We currently don't have access to the age information in recordings.csv To compute it, we need 'dob' from children.csv and 'date_iso.csv' from recordings.csv itself. It'd be particularly useful for longitudinal studies :)

Please, ignore this if the feature already exists (in which case, I'm sorry, I missed it).

For Lyon, I did it myself, using:

import pandas as pd
from pathlib import Path
import numpy as np
import datetime as dt

# Read metadata files
metadata_path = Path("/scratch2/mlavechin/Longforms/FR/lyon/metadata")
children = pd.read_csv(metadata_path / 'children.csv')
recordings = pd.read_csv(metadata_path / 'recordings.csv')

# Import the dob column from children.csv and convert dob et child_id to datetime
recordings = recordings.merge(children[['child_id', 'dob']])
recordings.dob = pd.to_datetime(recordings.dob)
recordings.date_iso = pd.to_datetime(recordings.date_iso)

# Compute age in months and remove dob column
recordings['age'] = ((recordings.date_iso - recordings.dob) / np.timedelta64(1, 'M')).astype(int)
recordings.drop('dob',inplace=True, axis=1)

EDIT : I also realized that you may not want to go in that direction as the number of features to implement would be virtually infinite *_*

lucasgautheron commented 2 years ago

I think it would make sense to have such a feature.

However, pd.to_datetime will fail for dates that are too far back, e.g. 01/01/1000. You may ask why this is relevant. Well, in EL1000 for instance, some of the dates have been "anonymised" like that. This has the merit to make it obvious that the dates are not the real dates, but instead made up to keep ages consistent while protecting the privacy of the participants.

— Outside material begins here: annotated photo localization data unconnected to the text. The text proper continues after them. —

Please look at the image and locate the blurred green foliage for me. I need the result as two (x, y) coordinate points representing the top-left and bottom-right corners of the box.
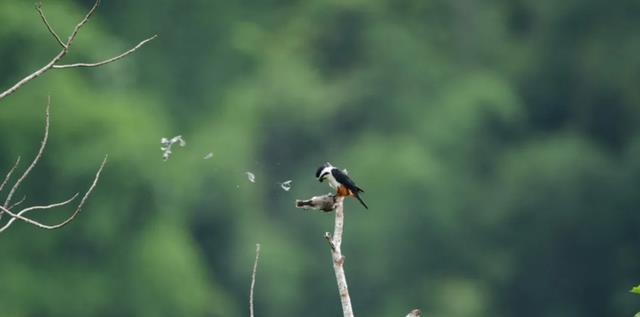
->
(1, 0), (640, 316)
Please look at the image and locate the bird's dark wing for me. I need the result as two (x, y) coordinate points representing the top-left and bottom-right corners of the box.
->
(331, 168), (364, 193)
(332, 168), (368, 209)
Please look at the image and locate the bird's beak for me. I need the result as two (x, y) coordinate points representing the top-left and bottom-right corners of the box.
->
(319, 178), (324, 182)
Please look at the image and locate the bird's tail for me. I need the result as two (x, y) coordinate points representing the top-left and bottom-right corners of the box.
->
(354, 193), (368, 210)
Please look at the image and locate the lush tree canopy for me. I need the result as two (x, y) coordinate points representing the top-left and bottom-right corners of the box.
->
(1, 0), (639, 316)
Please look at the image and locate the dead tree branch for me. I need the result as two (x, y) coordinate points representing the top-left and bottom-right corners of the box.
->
(35, 2), (66, 49)
(8, 195), (27, 210)
(296, 194), (353, 317)
(3, 96), (51, 209)
(0, 0), (157, 102)
(53, 35), (158, 69)
(327, 197), (354, 317)
(0, 98), (107, 232)
(250, 243), (261, 317)
(297, 193), (421, 317)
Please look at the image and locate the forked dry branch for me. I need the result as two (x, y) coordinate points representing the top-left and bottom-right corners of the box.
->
(0, 0), (157, 101)
(0, 97), (107, 233)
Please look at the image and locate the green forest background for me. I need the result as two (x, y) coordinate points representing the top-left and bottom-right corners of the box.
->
(1, 0), (640, 316)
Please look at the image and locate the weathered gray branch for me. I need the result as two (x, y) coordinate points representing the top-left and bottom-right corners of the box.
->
(0, 0), (156, 101)
(35, 2), (66, 49)
(0, 194), (79, 231)
(297, 194), (353, 316)
(327, 197), (354, 317)
(297, 193), (420, 317)
(53, 35), (158, 69)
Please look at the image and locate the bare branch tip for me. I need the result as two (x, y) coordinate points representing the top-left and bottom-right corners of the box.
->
(53, 34), (158, 69)
(88, 0), (101, 16)
(35, 3), (67, 49)
(250, 242), (261, 317)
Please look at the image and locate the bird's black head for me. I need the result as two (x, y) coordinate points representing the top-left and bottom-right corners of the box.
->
(315, 166), (324, 178)
(316, 166), (332, 182)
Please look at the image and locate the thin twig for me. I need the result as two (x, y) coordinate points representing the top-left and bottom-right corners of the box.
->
(0, 156), (20, 193)
(0, 156), (21, 221)
(3, 98), (50, 208)
(8, 195), (26, 210)
(0, 194), (78, 232)
(6, 193), (78, 216)
(324, 232), (336, 251)
(64, 0), (101, 48)
(43, 155), (107, 229)
(53, 35), (158, 69)
(250, 243), (261, 317)
(35, 2), (66, 48)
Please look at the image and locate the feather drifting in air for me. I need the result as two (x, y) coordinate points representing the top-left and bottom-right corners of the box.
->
(160, 135), (186, 161)
(279, 180), (292, 191)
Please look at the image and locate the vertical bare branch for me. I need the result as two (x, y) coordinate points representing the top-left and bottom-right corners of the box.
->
(296, 193), (353, 316)
(298, 194), (420, 317)
(327, 197), (354, 317)
(250, 243), (261, 317)
(3, 97), (50, 208)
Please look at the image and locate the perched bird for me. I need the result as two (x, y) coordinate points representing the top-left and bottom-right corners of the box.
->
(315, 163), (368, 209)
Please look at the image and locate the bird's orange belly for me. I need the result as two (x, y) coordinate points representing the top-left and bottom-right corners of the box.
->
(336, 186), (352, 197)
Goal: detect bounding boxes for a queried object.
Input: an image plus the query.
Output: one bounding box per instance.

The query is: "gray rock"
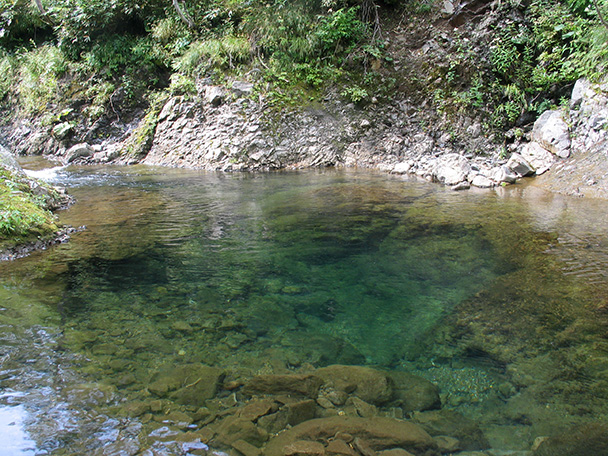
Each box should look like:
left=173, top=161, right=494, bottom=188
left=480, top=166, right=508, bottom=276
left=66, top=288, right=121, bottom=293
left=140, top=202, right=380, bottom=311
left=433, top=153, right=471, bottom=185
left=470, top=174, right=495, bottom=188
left=392, top=162, right=411, bottom=174
left=52, top=121, right=74, bottom=140
left=519, top=142, right=555, bottom=175
left=570, top=78, right=592, bottom=109
left=531, top=110, right=571, bottom=158
left=506, top=153, right=535, bottom=177
left=205, top=86, right=225, bottom=106
left=65, top=143, right=94, bottom=163
left=491, top=165, right=518, bottom=184
left=0, top=145, right=21, bottom=171
left=232, top=81, right=254, bottom=96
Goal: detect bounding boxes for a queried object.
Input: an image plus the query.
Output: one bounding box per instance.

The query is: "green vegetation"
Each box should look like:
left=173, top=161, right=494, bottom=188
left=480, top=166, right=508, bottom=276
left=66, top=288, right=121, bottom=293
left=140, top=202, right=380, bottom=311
left=0, top=0, right=607, bottom=138
left=0, top=167, right=61, bottom=249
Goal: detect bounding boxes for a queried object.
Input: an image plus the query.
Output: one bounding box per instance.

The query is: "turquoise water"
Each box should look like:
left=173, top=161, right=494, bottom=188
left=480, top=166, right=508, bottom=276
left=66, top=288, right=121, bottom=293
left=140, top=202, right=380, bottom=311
left=1, top=165, right=608, bottom=454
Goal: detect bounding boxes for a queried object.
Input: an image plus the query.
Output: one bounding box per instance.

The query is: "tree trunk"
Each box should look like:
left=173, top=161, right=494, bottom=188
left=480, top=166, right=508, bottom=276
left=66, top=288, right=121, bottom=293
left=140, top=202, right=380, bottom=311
left=172, top=0, right=194, bottom=28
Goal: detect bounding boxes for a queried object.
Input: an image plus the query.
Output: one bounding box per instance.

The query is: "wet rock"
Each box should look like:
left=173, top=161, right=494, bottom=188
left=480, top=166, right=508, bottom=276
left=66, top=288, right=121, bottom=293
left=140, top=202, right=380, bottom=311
left=315, top=365, right=393, bottom=406
left=242, top=373, right=324, bottom=398
left=263, top=416, right=439, bottom=456
left=326, top=439, right=357, bottom=456
left=411, top=410, right=489, bottom=451
left=470, top=174, right=495, bottom=188
left=532, top=422, right=608, bottom=456
left=388, top=372, right=441, bottom=413
left=531, top=110, right=571, bottom=158
left=233, top=439, right=262, bottom=456
left=65, top=143, right=94, bottom=163
left=285, top=440, right=326, bottom=456
left=378, top=450, right=415, bottom=456
left=347, top=397, right=378, bottom=417
left=148, top=364, right=225, bottom=407
left=239, top=399, right=277, bottom=421
left=352, top=437, right=376, bottom=456
left=432, top=435, right=460, bottom=453
left=491, top=165, right=518, bottom=184
left=64, top=382, right=117, bottom=407
left=285, top=399, right=317, bottom=425
left=214, top=415, right=269, bottom=447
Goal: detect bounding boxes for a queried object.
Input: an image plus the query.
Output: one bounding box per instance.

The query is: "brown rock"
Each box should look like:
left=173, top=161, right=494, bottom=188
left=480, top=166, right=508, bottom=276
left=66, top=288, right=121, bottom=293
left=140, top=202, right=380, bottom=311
left=378, top=450, right=415, bottom=456
left=326, top=439, right=356, bottom=456
left=352, top=437, right=376, bottom=456
left=284, top=440, right=326, bottom=456
left=411, top=410, right=488, bottom=451
left=388, top=372, right=441, bottom=413
left=432, top=435, right=460, bottom=453
left=243, top=374, right=323, bottom=398
left=215, top=416, right=269, bottom=447
left=148, top=364, right=225, bottom=407
left=315, top=365, right=393, bottom=405
left=286, top=399, right=317, bottom=426
left=533, top=423, right=608, bottom=456
left=348, top=397, right=378, bottom=418
left=239, top=399, right=277, bottom=421
left=263, top=416, right=439, bottom=456
left=233, top=439, right=262, bottom=456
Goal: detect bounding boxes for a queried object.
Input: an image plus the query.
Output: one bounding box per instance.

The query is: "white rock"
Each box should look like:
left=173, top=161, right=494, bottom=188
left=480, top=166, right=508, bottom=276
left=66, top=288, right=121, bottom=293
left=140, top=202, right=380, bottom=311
left=531, top=110, right=571, bottom=158
left=433, top=153, right=471, bottom=185
left=470, top=174, right=495, bottom=188
left=392, top=162, right=411, bottom=174
left=520, top=142, right=555, bottom=175
left=65, top=143, right=93, bottom=163
left=506, top=153, right=535, bottom=177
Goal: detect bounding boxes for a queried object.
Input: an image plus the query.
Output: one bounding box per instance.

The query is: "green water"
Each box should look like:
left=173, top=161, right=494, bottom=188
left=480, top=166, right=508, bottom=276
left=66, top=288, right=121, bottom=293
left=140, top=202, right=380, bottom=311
left=1, top=165, right=608, bottom=454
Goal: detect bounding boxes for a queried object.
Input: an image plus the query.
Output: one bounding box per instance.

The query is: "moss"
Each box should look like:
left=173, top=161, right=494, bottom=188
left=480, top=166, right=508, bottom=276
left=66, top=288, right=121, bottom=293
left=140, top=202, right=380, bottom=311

This is solved by using datetime.datetime.strptime instead.

(saying this for whoever wanna implement this)

Regarding the implementation, maybe ChildProject.projects.ChildProject should have a compute_ages method that returns a pd.Series with the computed age.

e.g.

project = ChildProject('.')
project.read()
project.children['age'] = project.compute_ages()

but the function should also accept custom dataframes maybe:

project = ChildProject('.')
project.read()
children = project.children.copy()
recordings = project.recordings.copy()
# work on the dataframes...
# ...
children['age'] = project.compute_ages(children = children, recordings = recordings)